It would not be an exaggeration to describe the Navy’s rapid acquisition of unmanned systems as a “drone explosion” given the number of new surface, air and undersea platforms.
The Navy now has large, medium, and small undersea and surface drones at various stages of development. The platforms range from unmanned submarine-like systems such as the XLUUV, or Extra Large Unmanned Underwater Vehicle, to small mine-hunting, semi-autonomous undersea drones, to surface drone platforms such as the Unmanned Surface Vehicle-Medium. New technologies are quickly reshaping concepts of operation for warfare.
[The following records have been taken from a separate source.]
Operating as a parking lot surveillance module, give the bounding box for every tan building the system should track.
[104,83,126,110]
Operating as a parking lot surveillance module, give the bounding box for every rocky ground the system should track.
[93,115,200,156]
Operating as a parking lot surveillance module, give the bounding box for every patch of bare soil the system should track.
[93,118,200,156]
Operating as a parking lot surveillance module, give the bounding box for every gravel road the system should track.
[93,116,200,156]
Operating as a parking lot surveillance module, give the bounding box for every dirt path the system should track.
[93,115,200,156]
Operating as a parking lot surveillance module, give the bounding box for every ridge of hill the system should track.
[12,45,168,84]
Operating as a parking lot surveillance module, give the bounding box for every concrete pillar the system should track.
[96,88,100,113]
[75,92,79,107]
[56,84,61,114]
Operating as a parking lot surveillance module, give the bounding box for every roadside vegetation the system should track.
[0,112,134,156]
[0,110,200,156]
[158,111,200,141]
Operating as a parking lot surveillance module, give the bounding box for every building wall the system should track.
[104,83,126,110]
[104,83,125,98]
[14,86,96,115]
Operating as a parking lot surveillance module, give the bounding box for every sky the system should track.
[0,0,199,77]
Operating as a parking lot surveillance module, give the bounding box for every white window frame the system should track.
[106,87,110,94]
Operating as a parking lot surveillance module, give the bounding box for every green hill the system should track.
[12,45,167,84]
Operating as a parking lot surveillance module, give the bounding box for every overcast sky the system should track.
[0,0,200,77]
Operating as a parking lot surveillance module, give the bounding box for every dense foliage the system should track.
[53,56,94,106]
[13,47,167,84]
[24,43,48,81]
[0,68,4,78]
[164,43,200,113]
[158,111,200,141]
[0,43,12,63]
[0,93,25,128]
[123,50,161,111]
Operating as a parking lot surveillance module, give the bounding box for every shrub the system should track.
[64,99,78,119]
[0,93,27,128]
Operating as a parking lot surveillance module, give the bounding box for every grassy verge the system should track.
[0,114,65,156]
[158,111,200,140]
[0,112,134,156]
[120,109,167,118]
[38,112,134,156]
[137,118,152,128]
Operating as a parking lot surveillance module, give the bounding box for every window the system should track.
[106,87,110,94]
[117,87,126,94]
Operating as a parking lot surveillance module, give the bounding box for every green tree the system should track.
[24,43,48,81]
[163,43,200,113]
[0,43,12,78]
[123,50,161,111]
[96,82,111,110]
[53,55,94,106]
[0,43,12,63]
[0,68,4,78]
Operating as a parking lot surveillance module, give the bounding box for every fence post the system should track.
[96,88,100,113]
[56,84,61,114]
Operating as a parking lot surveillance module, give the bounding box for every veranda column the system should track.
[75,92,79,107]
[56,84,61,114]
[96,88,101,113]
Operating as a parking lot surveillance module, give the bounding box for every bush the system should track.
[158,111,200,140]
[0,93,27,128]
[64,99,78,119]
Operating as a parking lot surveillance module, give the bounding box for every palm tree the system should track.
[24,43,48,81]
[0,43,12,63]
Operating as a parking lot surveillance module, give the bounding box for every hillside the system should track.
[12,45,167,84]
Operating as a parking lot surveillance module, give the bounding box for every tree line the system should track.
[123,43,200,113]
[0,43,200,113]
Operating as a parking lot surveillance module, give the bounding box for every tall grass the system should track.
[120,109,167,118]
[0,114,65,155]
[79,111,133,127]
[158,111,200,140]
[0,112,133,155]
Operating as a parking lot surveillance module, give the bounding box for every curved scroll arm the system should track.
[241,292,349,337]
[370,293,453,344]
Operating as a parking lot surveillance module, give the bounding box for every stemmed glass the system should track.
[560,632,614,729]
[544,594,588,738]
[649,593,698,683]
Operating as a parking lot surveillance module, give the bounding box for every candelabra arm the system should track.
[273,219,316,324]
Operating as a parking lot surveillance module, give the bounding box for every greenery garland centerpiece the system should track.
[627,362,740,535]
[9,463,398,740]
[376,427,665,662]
Maritime warfare is expected to be defined by breakthrough weapons and sensors with greater range, precision, and data-transmission capability. Unmanned systems, and cross-domain networking form are the basis for next-generation warfare. Unmanned systems can conduct clandestine surveillance and reconnaissance missions or function as nodes within a larger, multi-domain warfare network. Advanced algorithms allow much greater degrees of collective or collaborative autonomy such that groups of unmanned systems can now operate in tandem with one another and adjust in real-time to changing combat variables. The advent of improved unmanned systems also allows manned platforms to operate as motherships or host platforms performing command-and-control at standoff distances.
Given this, it comes as no surprise that the Navy just held a ribbon-cutting ceremony for the “first purpose-built and co-located facilities for unmanned maritime vehicle testing,” located at Naval Base Ventura County (NBVC), Calif.
“These facilities will be the focal point of Navy learning and experimentation on the capabilities, operations and sustainment of Unmanned Maritime Vehicle prototypes to inform future programs,” Capt. Pete Small, Program Manager, Unmanned Maritime Systems, said in a Navy report.
The facilities will accommodate testing, evaluation, and technology demonstration for Extra Large Unmanned Undersea Vehicle (XLUUV) and Unmanned Surface Vessel prototypes.
The intent of the new facility is to support the Navy’s Distributed Maritime Operations strategy. Unmanned systems can support the need for longer-range, more distributed, yet closely networked warfare.
In addition to five Orca XLUUV prototypes, NBVC Port Hueneme will eventually accommodate one Medium Unmanned Surface Vessel, two Sea Hunter Unmanned Surface Vessels, and four Overlord Unmanned Surface Vessel prototypes, the Navy said.
The four Overlord USV prototypes seem quite significant, as the Overlord (or Ghost Fleet) program has achieved breakthroughs in coordination and multi-domain data sharing for several years now. The concept is to extend the premise of “autonomy” beyond the operations of a single vessel to enable a coordinated, collective autonomy where unmanned systems share and analyze information and make course corrections as needed.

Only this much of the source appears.